Things You Probably Shouldn’t Say/Do on Cinco de Mayo
¡Feliz Cinco de Mayo, friends!
It’s no question that this holiday has been, um — highly commercialized in the United States, so before you get ready to celebrate — consider the following.
1. Please don’t ask if it’s Mexico’s “Independence Day”.
Sorry to break it to you, folks — but Cinco de Mayo is not equivalent to Fourth of July. Before the idea of sombreros, maracas, and margaritas were popularized, the date mainly commemorated the Mexican Army’s incredibly difficult victory over the French Empire at the Battle of Puebla on May 5, 1862. The battle was won under the leadership of General Ignacio Zaragoza.
So, what about Mexico’s Independence Day? Día de la Independencia actually takes place on September 16, 1810, so if you’re just dying to celebrate my country’s independence — you’ll have to wait a couple of months.

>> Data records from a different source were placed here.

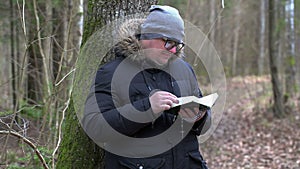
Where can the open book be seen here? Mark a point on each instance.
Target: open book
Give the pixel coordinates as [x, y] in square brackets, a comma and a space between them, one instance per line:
[205, 102]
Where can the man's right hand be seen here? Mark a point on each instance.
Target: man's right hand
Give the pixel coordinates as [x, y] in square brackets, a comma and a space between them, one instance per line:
[161, 101]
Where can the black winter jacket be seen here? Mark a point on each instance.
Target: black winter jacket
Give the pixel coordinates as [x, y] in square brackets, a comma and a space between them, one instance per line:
[118, 115]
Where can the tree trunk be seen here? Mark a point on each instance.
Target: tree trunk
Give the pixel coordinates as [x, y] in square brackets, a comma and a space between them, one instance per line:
[236, 38]
[77, 150]
[261, 59]
[274, 54]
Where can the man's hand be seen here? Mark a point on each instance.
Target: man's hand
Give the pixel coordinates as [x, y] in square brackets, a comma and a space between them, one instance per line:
[191, 114]
[161, 101]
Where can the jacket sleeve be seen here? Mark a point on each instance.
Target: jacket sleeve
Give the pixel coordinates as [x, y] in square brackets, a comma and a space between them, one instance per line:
[202, 126]
[103, 121]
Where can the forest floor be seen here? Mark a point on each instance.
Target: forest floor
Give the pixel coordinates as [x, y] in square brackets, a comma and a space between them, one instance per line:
[249, 136]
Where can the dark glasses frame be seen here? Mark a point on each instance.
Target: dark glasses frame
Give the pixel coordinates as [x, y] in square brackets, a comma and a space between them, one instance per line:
[170, 44]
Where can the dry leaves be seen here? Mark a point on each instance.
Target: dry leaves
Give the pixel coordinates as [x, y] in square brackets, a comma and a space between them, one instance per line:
[249, 136]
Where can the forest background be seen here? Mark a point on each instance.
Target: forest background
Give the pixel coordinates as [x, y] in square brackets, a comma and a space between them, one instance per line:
[258, 44]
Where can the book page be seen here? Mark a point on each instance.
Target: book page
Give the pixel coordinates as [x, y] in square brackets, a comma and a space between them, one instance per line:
[207, 101]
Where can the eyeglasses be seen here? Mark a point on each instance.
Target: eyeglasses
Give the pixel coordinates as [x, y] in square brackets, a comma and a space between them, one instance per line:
[170, 44]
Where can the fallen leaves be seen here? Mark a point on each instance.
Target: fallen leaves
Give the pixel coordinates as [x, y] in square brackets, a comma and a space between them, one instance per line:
[250, 137]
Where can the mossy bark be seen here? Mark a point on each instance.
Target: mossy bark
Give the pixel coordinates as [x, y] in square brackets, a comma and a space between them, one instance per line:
[77, 150]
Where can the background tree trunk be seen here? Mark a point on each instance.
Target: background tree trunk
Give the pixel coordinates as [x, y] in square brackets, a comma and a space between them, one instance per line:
[290, 59]
[77, 150]
[262, 48]
[274, 53]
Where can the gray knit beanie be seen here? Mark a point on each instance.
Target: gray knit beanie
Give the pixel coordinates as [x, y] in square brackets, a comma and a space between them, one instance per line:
[163, 21]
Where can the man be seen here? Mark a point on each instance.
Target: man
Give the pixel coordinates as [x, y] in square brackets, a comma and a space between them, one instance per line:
[129, 109]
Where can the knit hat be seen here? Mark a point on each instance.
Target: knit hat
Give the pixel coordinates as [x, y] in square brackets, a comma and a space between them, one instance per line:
[163, 21]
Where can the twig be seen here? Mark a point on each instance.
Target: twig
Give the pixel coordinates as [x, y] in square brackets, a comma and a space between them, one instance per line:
[28, 142]
[58, 83]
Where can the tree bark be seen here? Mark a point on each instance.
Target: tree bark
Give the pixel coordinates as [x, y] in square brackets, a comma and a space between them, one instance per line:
[290, 60]
[261, 59]
[273, 55]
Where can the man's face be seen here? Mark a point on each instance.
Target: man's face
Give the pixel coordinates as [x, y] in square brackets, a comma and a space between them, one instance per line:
[155, 50]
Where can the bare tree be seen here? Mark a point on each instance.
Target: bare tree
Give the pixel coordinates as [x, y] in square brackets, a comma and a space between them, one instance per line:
[290, 65]
[262, 48]
[273, 55]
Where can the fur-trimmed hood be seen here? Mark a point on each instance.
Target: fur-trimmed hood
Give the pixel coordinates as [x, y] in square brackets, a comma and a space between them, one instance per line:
[128, 45]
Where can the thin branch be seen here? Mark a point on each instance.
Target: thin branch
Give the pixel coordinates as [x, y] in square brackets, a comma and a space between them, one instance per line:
[41, 48]
[28, 142]
[58, 83]
[60, 130]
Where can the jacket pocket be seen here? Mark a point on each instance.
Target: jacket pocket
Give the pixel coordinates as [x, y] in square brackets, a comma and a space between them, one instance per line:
[196, 161]
[155, 163]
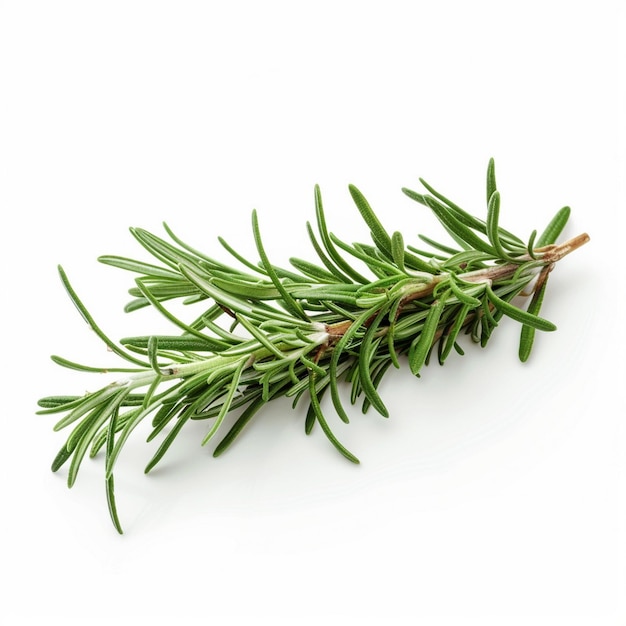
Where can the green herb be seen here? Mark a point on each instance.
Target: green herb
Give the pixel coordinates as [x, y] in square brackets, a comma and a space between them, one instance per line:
[265, 331]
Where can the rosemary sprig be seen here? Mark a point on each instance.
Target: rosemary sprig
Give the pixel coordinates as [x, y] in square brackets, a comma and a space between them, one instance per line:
[267, 331]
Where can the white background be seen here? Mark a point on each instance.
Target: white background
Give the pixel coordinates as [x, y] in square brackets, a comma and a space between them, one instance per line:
[494, 494]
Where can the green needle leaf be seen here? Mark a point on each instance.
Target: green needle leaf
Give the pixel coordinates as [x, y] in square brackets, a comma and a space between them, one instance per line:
[261, 332]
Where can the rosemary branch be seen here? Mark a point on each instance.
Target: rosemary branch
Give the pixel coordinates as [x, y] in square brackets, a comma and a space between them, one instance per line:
[266, 331]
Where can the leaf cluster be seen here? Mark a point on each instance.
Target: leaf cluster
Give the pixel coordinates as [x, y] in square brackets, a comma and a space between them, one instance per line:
[261, 331]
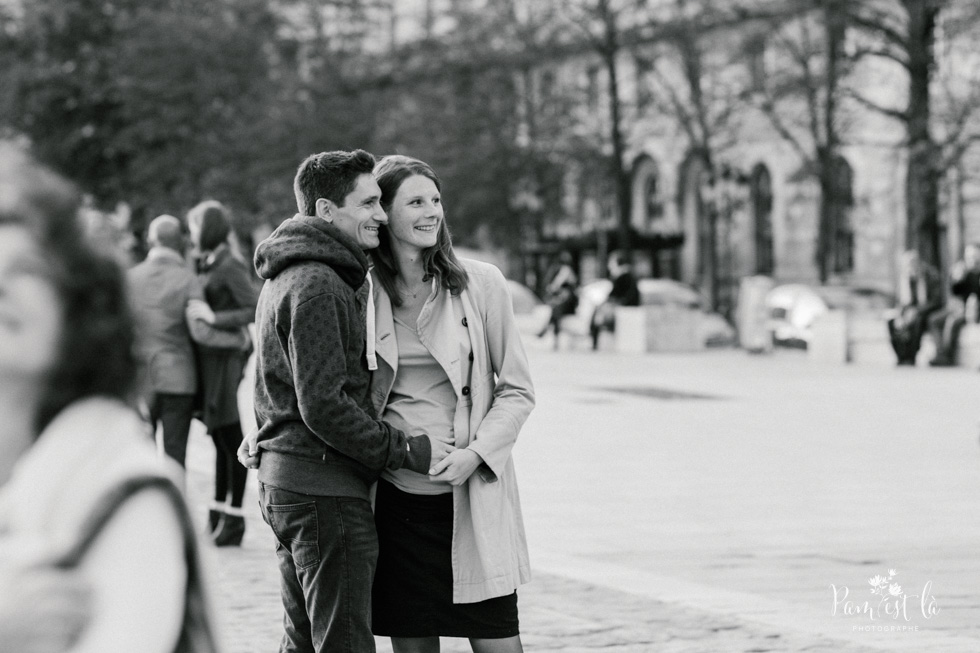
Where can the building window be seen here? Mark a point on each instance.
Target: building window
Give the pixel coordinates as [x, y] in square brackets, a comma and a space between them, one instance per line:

2. Please don’t ask your Mexican friend what their plans are.
Now, this one is a classic — it gets me every time. One of the greatest misconceptions is that all Mexicans go out of their way to celebrate the holiday, but that could not be further from the truth. In Mexico, the holiday is not celebrated nationwide. If there are festivities, however, they take place in Puebla, you know — where the battle actually occurred.
Now, for those of us Mexican-Americans living in the states — it’s a bit different. Yes — you’re going to come across those that are opposed to the commercialization of the holiday, and that is completely okay. Then, you’ll come across those like my family. Though we fully understand the origins of the holiday, we just like to have fun. So, will we probably partake in the taco-eating, margarita-drinking festivities? Yes — but that’s no different than any other Saturday night for us.

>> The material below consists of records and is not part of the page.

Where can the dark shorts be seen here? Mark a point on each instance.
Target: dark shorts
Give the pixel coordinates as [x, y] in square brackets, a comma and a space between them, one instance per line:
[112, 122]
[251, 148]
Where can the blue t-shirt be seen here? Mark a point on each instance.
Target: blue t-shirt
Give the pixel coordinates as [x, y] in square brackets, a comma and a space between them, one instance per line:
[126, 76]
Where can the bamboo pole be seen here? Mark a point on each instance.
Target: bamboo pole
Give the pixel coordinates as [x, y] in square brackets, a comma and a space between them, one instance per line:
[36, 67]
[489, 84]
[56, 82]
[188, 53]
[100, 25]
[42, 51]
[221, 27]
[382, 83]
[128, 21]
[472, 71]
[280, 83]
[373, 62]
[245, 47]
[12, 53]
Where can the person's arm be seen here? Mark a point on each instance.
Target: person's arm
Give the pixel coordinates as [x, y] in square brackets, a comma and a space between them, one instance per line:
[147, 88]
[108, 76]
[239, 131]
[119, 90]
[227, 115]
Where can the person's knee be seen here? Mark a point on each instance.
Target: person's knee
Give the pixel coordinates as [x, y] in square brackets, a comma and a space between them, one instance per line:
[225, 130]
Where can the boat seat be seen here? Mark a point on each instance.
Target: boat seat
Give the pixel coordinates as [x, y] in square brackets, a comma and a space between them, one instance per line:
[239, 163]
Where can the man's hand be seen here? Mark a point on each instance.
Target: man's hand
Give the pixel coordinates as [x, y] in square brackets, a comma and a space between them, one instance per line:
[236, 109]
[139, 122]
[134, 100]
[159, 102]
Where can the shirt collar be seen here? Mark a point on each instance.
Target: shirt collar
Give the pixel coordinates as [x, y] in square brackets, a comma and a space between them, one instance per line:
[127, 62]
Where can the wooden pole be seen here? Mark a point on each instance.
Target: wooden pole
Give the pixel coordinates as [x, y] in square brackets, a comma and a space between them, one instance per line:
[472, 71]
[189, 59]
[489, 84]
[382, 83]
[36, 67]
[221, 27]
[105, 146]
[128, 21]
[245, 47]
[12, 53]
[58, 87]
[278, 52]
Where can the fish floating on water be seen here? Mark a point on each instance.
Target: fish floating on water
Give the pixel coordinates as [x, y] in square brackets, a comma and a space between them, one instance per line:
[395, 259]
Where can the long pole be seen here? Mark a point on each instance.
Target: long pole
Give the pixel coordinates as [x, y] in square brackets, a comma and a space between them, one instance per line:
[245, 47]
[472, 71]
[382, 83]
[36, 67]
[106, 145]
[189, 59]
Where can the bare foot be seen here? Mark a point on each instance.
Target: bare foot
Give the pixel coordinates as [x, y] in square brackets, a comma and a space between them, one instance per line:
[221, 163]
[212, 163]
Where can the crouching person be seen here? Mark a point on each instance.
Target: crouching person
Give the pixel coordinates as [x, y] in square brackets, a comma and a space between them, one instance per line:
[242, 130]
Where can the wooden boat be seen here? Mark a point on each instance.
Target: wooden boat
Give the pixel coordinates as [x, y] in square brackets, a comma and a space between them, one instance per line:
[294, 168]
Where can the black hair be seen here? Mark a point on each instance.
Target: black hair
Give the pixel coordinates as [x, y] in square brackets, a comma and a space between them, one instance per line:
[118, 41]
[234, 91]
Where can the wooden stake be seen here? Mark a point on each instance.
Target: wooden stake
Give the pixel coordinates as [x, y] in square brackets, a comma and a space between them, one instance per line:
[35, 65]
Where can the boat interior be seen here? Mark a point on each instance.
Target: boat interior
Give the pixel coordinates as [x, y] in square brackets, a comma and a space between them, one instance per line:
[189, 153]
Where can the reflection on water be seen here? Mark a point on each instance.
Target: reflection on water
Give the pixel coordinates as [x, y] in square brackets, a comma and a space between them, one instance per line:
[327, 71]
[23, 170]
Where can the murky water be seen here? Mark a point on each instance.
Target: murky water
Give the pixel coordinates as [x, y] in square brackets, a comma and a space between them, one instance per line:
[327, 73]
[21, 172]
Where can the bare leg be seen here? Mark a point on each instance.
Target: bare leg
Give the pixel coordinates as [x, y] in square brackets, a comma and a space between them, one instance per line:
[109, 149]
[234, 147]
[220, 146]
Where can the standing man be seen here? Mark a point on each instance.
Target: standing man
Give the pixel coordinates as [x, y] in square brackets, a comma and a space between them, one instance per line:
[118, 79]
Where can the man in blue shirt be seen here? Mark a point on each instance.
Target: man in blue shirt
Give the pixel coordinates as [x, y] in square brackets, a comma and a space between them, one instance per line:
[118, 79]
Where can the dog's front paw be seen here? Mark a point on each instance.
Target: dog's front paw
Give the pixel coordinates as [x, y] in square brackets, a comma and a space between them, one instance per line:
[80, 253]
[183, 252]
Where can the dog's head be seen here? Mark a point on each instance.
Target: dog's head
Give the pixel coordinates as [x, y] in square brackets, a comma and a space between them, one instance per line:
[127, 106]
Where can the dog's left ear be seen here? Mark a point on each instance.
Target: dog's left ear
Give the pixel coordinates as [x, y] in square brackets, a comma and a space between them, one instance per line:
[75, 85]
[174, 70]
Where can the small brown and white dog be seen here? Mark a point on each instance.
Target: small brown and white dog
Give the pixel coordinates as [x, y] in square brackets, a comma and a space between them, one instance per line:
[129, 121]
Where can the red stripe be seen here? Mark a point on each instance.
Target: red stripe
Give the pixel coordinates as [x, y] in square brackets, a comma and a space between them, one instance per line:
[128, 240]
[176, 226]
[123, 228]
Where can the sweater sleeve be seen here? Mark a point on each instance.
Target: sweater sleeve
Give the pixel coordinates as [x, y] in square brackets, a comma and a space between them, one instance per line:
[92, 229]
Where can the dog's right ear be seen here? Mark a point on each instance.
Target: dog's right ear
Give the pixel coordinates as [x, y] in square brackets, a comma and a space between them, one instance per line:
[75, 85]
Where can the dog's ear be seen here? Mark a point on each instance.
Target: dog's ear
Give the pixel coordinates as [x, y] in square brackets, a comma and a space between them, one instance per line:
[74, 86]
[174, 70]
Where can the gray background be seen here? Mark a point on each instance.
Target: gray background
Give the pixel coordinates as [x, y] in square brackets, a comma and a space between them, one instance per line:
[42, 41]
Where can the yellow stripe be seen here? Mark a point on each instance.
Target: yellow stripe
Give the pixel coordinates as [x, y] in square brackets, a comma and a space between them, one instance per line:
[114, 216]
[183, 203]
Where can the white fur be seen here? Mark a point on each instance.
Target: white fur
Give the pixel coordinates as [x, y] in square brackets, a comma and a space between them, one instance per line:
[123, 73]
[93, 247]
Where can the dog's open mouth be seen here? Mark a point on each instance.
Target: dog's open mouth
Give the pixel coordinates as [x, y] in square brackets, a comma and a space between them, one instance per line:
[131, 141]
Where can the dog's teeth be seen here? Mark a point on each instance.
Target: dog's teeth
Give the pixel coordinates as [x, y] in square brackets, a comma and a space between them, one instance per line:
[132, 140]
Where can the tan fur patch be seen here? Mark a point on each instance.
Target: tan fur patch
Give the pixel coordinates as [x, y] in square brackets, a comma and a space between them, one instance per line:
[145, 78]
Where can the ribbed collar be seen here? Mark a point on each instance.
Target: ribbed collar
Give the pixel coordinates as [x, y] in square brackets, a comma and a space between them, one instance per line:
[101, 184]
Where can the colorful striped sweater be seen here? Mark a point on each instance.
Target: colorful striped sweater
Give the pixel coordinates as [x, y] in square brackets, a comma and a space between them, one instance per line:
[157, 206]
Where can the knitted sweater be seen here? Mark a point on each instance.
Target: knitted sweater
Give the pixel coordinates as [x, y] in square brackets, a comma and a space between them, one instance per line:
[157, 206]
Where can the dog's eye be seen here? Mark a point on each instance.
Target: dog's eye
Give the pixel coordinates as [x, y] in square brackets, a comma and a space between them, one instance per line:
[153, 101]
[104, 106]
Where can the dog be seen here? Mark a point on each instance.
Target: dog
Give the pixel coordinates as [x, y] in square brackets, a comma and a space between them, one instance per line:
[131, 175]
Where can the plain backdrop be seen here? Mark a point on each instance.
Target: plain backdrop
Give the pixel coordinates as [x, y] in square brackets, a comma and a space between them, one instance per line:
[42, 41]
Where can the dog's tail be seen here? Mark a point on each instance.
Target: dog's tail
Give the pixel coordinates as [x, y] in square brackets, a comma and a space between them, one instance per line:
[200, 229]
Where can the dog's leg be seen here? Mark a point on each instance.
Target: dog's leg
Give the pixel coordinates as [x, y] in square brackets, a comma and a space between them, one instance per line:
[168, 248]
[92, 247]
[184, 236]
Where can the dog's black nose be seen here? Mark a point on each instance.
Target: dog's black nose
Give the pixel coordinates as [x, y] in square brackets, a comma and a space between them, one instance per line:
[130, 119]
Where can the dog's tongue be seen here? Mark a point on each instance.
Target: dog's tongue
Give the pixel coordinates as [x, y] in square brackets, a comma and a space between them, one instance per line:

But, back to the point — best not to assume that your token Mexican friend is going to have elaborate plans for Cinco de Mayo.
3. Please refrain from wearing sombreros, sarapes, fake mustaches, etc.
And, please refrain from taking and/or posting pictures in said attire. It’s a stereotype, it’s offensive, and — it’s not cute. We should all know better than to do this by now.
Now, before you get your panties in a wad — I’m not saying that you shouldn’t celebrate this (fake) holiday, but if you plan to do so — please be mindful of how you do it.